Ele soltou minha mão e eu segurei forte a barra do meu suéter, sentindo meus dedos suados. Do lado de fora a chuva começou a se intensificar e eu podia ver as gotas que escorriam do lado de fora das imagens sagradas, gravadas no vitral.
— O arcebispo me deu a opção de vir para cá e eu já queria ir embora de Annecy há algum tempo. Então vim com Catherine, enquanto mamãe continuou sendo parte ativa da nossa antiga paróquia. — Disse. — No começo eu apenas fazia minhas funções, dirigindo o internato e celebrando as missas, mas comecei a me interessar pelo latim, um idioma que eu já era familiarizado pela minha formação sacerdotal e resolvi substituir o antigo professor que se aposentou. E foi aqui que eu achei meu novo propósito, Dominique. Quando o arcebispo foi atrás de mim, há seis anos, eu pude sentir que era um chamado de Deus.
— Dieu sabe de tudo, prêtre. Ele já devia saber que o senhor seria une personne muito boa para nós, por isso o enviou para cá. — Padre Credence enfeitou seu rosto com um sorriso e bagunçou minha franja, fazendo com que ela caísse em meus olhos.
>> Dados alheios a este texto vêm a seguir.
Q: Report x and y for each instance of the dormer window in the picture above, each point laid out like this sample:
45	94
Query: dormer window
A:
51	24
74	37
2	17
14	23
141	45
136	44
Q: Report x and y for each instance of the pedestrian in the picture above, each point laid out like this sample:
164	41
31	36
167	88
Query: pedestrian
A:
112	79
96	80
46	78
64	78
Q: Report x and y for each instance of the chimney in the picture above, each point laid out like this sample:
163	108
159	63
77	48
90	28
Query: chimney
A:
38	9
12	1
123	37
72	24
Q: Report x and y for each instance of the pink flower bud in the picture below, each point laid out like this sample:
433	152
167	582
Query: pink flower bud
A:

— Eu amo o que eu faço, Dominique. E agora eu sei que meu dever é fazer jovens como você encontrarem seus propósitos através da palavra. E assim como viram algo em mim e insistiram que eu podia fazer a diferença, eu vejo algo em você também. Eu me lembro quando eu comecei a dar aula de latim e você tinha dificuldades. Lembro que disse para mim que tinha medo de não ser bom o suficiente para ser padre. Mas isso é bobagem. Sua vocação não é medida pelo que você sabe ou não, mas pelo que você tem dentro do peito.
O padre se levantou e eu demorei um pouco, porque meus joelhos estavam dormentes por ter ficado sentado depois de tanto tempo de pé.
— Você é capaz, Dominique. Capaz de fazer grandes coisas dentro da igreja. E eu me vejo em você. Não o meu irmão, o que ele era antes, mas a mim. A pessoa que deixou tudo para servir à Cristo. Lembre-se: Iesus est ego sum via, veritas et vita. Significa que Jesus é o caminho, a verdade e a vida. E ele sempre vai te guiar, mesmo que você pense que o caminho que está trilhando é tortuoso. Só precisa ter fé e seguir seu coração. — Ele apertou meu ombro e olhou no fundo dos meus olhos de uma forma intensa que fez um turbilhão de sentimentos passarem pela minha mente. Senti um arrepio subir pela minha espinha. — Sabe que eu só falo isso pelo seu bem, não sabe? Deus não faz distinção dos seus filhos, mas se posso dizer um segredo que ele me contou, é que há algo muito especial guardado para você. O tempo dirá.
Segurei sua mão e beijei o dorso, dando um sorriso onde tentei passar minha gratidão por ele ter compartilhado um pedaço de sua história comigo. Ao mesmo tempo que estar com ele me deixava nervoso, eu saía 20 vezes mais leve e com aprendizados que eu levaria para a vida.
— Merci beaucoup, prêtre. Eu darei o meu melhor para orgulha-lo.
— Sei que sim, Dominique. Você sempre faz tudo o que pode para agradar a Deus. Não pense que seu esforço não será recompensado. Agora vá para o prédio principal antes que a chuva piore. Tenho certeza que Angelina deve estar te esperando.
— Sua benção, por favor.
— Deus te abençoe, Dominique.
Beijei novamente a mão do padre, como um sinal de respeito, ensinado por mamãe desde que eu tinha idade o suficiente para entender o significado daquele ato, e sai pela porta lateral, voltando para dentro do instituto.